Monday, Mar. 29, 1948
Old Play in Manhattan
You Never Can Tell (by Bernard Shaw; produced by the Theatre Guild in association with Alfred Fischer) can't quite hide its late igth Century look or its early G.B.S. grin. A scrambly farce, it treats of modern-minded matrons separated from their husbands, children trying to track down their father, a penniless dentist wooing a would-be unromantic miss, a wise waiter whose son is a distinguished barrister. Shaw called You Never Can Tell a potboiler, and few--even of his admirers --would call it art. But though Shaw may seem to be writing down in it, actually he is tuning up. In its satiric toots and twangs about family life, sex warfare, class barriers, old-fashioned prejudices and modernist delusions, you get preliminary snatches of mature Shavian comedy.

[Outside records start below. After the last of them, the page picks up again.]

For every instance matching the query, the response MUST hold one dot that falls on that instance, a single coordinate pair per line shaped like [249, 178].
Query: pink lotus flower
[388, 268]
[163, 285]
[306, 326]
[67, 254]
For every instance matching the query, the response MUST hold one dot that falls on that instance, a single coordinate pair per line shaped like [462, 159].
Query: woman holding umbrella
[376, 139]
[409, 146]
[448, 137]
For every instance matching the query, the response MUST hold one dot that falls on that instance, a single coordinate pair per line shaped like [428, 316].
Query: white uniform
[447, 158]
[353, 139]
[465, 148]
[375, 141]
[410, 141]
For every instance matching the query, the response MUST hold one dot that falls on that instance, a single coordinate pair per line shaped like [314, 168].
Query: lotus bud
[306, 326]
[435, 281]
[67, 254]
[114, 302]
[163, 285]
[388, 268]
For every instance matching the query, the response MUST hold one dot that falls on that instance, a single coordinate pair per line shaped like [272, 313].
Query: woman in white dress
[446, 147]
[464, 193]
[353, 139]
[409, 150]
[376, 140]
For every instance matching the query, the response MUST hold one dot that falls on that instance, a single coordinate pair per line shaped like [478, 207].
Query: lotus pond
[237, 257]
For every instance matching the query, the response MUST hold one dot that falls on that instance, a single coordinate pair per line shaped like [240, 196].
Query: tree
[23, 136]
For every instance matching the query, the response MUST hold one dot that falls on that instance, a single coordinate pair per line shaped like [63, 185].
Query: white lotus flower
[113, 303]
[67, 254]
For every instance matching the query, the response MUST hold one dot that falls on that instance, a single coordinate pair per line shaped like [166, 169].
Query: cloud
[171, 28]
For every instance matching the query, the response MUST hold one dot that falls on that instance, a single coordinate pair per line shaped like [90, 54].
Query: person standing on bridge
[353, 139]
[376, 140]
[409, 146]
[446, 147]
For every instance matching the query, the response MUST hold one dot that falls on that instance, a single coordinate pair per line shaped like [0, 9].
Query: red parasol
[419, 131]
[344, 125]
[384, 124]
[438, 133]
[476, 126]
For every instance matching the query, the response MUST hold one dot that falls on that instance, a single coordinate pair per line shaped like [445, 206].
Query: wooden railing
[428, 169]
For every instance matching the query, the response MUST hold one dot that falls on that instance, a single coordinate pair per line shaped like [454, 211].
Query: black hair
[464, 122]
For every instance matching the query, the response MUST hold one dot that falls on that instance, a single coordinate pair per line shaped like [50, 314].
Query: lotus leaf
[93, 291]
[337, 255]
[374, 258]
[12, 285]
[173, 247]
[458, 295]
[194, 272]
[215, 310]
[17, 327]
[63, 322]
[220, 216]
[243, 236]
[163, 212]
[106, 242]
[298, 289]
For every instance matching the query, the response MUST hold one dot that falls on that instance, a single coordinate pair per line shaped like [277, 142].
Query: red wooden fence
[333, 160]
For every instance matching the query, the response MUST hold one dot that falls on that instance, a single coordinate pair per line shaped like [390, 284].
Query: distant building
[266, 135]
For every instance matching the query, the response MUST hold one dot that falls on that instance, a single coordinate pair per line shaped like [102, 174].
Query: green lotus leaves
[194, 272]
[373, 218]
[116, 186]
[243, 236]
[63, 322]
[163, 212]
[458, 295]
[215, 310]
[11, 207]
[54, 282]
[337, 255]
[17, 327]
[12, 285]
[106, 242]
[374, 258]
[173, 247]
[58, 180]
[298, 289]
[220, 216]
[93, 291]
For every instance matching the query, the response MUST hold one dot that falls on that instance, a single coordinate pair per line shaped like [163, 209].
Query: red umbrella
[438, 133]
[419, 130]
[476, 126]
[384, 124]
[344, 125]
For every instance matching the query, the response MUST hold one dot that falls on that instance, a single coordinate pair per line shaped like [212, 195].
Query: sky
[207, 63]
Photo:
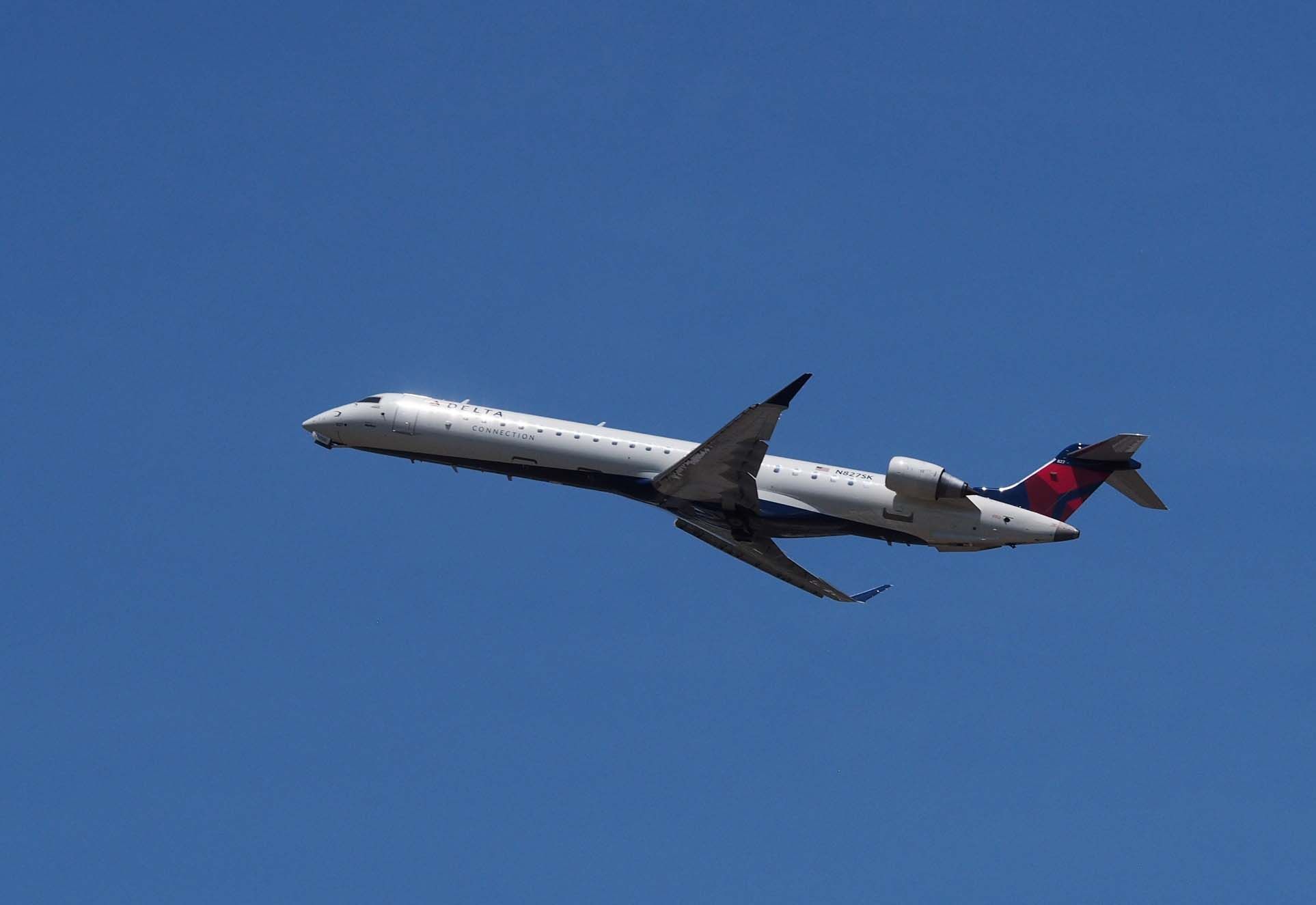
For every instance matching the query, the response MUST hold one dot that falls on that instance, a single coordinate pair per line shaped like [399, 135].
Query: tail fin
[1061, 486]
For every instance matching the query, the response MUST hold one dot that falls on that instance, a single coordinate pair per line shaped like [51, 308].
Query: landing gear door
[405, 419]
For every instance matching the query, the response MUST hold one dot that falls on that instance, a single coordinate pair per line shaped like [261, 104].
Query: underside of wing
[723, 469]
[765, 555]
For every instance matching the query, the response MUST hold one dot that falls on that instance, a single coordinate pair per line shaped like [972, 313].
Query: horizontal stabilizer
[1131, 484]
[1116, 449]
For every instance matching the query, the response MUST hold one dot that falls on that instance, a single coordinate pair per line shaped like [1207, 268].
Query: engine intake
[923, 480]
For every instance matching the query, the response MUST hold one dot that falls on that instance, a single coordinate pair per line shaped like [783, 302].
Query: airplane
[733, 497]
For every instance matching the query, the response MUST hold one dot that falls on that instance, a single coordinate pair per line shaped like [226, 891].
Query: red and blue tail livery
[1060, 487]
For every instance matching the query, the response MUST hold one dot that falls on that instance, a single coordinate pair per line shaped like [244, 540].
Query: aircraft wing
[722, 469]
[765, 555]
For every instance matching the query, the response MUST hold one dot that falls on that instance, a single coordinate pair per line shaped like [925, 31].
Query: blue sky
[237, 667]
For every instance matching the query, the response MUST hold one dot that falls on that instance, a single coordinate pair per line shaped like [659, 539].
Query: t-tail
[1061, 486]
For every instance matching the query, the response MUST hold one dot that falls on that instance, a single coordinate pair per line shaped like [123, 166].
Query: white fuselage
[799, 497]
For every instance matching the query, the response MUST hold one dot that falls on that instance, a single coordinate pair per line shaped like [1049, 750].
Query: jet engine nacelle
[923, 480]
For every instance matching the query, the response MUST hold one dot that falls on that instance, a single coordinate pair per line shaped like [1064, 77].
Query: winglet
[865, 596]
[786, 393]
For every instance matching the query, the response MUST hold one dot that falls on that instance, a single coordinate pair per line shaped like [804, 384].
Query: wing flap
[723, 469]
[766, 557]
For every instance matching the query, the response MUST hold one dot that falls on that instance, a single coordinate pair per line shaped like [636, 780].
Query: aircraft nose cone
[1065, 532]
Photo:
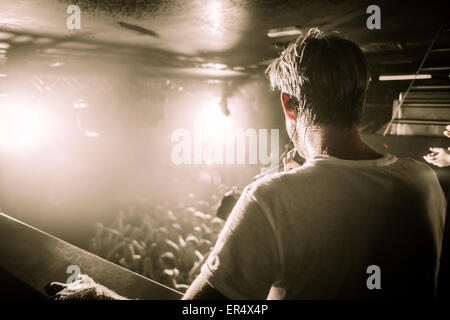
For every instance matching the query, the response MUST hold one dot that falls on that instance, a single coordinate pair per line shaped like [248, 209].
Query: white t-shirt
[312, 233]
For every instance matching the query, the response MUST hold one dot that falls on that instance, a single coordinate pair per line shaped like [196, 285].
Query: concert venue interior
[116, 120]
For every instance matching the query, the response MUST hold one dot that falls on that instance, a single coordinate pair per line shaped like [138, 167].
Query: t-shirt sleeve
[245, 260]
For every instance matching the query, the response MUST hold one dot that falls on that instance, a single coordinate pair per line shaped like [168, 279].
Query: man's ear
[289, 107]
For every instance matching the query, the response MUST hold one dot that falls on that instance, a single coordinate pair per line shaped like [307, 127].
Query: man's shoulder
[273, 183]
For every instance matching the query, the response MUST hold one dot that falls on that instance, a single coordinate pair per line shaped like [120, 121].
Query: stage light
[284, 32]
[404, 77]
[21, 128]
[215, 124]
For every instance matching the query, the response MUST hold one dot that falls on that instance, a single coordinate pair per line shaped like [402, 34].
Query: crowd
[168, 245]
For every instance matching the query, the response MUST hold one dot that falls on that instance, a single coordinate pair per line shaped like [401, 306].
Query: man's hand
[83, 289]
[289, 162]
[439, 156]
[447, 131]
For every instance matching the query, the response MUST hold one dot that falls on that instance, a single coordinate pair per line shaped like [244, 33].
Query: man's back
[328, 221]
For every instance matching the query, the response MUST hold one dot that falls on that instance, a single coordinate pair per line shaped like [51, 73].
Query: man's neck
[343, 144]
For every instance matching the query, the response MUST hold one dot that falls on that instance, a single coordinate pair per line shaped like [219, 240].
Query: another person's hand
[439, 156]
[447, 131]
[85, 288]
[289, 162]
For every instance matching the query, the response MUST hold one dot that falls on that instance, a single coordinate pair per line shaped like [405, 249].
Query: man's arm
[201, 290]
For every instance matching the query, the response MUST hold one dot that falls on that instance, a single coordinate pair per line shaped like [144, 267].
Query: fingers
[434, 149]
[291, 154]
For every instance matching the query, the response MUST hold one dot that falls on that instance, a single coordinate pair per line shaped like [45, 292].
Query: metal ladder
[424, 109]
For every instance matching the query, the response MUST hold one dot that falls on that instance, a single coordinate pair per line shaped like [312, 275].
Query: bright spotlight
[20, 127]
[214, 122]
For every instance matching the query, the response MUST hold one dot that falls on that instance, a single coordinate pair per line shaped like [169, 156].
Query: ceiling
[223, 37]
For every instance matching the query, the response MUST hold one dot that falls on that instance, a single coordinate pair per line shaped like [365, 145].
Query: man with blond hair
[350, 223]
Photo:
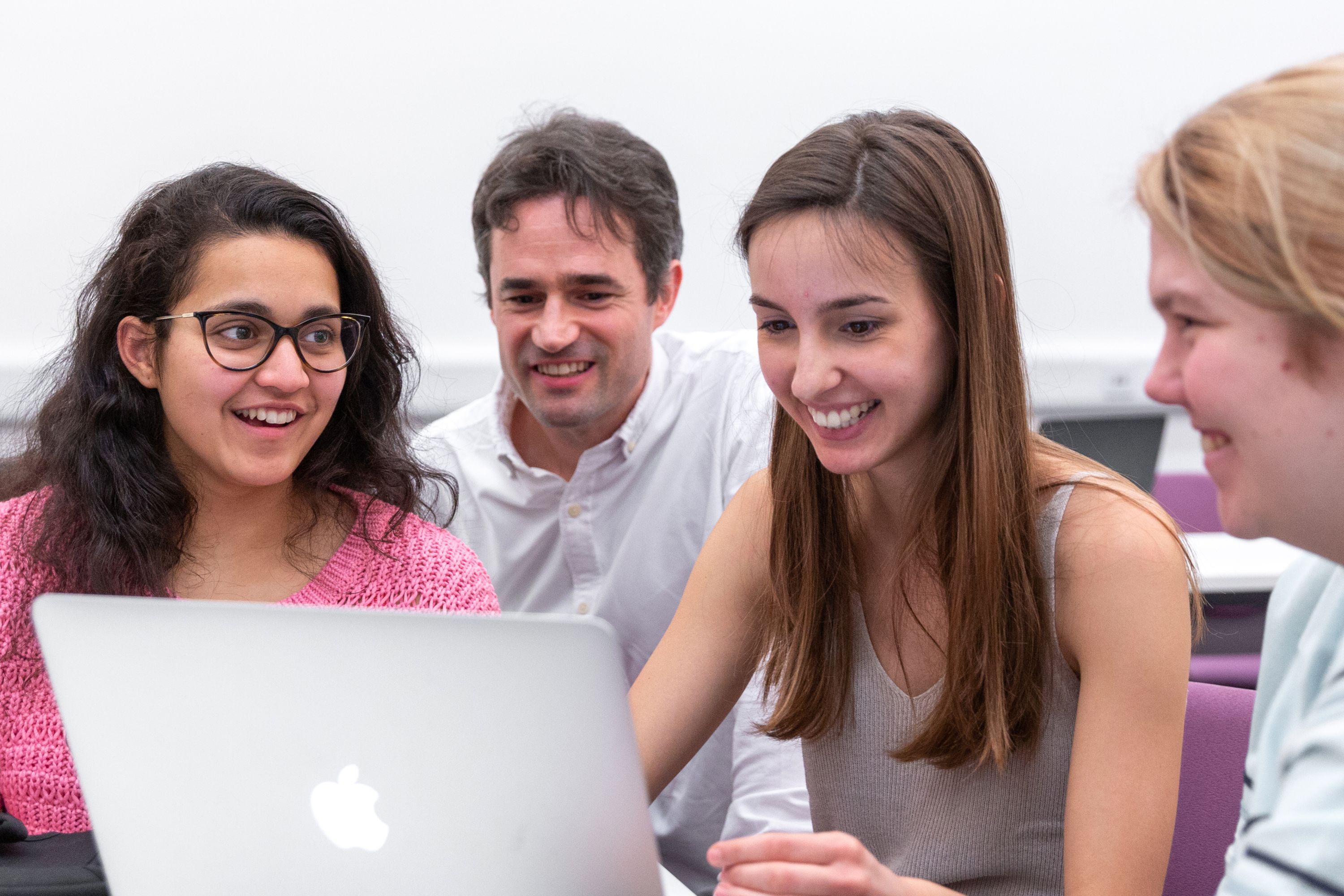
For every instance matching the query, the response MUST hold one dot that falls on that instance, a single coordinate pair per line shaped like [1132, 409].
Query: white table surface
[1229, 566]
[671, 886]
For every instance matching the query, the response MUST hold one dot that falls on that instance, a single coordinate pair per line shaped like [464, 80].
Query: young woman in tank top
[982, 638]
[226, 424]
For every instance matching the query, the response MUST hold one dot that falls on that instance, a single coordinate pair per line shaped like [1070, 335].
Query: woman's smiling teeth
[268, 416]
[840, 420]
[569, 369]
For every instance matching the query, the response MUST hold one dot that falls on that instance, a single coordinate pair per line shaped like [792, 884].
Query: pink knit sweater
[424, 569]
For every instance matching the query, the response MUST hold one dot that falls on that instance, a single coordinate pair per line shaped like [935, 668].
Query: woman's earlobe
[136, 346]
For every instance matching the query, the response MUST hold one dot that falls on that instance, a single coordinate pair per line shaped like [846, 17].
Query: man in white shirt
[593, 473]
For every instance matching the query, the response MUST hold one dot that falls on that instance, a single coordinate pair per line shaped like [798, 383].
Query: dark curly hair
[117, 513]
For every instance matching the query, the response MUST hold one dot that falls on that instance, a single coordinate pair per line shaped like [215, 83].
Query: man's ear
[666, 300]
[136, 346]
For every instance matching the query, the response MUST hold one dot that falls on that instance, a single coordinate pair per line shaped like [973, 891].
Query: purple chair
[1232, 669]
[1191, 499]
[1213, 765]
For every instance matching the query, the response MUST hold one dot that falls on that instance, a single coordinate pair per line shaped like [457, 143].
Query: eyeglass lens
[240, 342]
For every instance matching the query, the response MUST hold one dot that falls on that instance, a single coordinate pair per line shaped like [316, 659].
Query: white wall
[393, 109]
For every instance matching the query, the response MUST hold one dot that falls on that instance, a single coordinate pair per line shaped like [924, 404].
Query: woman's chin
[843, 462]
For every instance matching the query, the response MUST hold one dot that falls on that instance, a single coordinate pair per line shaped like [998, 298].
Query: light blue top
[1291, 835]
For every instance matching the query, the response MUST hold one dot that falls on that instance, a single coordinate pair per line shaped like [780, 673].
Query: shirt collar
[632, 429]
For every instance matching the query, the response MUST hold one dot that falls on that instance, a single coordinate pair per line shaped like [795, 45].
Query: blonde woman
[1246, 203]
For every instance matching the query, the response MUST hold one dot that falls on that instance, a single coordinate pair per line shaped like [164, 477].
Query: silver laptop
[244, 749]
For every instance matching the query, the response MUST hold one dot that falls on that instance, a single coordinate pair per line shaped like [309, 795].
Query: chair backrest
[1213, 766]
[1191, 499]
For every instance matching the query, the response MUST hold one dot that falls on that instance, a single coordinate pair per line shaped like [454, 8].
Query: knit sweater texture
[418, 567]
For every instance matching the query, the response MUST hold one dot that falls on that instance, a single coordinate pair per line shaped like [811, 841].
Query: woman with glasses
[226, 424]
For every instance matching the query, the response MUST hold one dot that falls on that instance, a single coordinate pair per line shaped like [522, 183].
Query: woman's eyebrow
[851, 302]
[760, 302]
[249, 306]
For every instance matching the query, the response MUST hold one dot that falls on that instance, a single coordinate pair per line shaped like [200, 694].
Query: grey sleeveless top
[978, 831]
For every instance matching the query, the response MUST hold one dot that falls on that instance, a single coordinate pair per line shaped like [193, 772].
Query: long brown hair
[914, 177]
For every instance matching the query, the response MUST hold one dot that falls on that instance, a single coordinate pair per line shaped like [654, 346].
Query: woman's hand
[831, 864]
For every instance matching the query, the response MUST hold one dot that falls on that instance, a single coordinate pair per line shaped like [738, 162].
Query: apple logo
[345, 810]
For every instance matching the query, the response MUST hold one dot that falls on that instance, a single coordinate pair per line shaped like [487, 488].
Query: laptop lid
[230, 747]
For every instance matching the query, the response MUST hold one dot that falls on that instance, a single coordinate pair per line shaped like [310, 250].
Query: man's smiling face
[573, 315]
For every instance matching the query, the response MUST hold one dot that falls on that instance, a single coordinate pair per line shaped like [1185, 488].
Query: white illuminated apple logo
[345, 810]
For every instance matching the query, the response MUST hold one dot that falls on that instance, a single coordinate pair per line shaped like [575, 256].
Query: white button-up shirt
[619, 542]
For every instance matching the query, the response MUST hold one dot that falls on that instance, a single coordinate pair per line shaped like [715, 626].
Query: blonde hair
[1254, 189]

You Never Can Tell shows its age in places, and the dangers of ribbing too many things at once, and a characteristic garrulity. Yet even in last week's not very helpful production, You Never Can Tell is seldom tiresome for long, and is often quite diverting. It shimmers, too, with good nature. Like his contemporary Wilde, and like virtually no one since, Shaw can be sharp without being snide, mischievous without being nasty. Quite soundly Stage Annalist Allardyce Nicoll once dubbed Shaw's type of comedy "purposeful fun."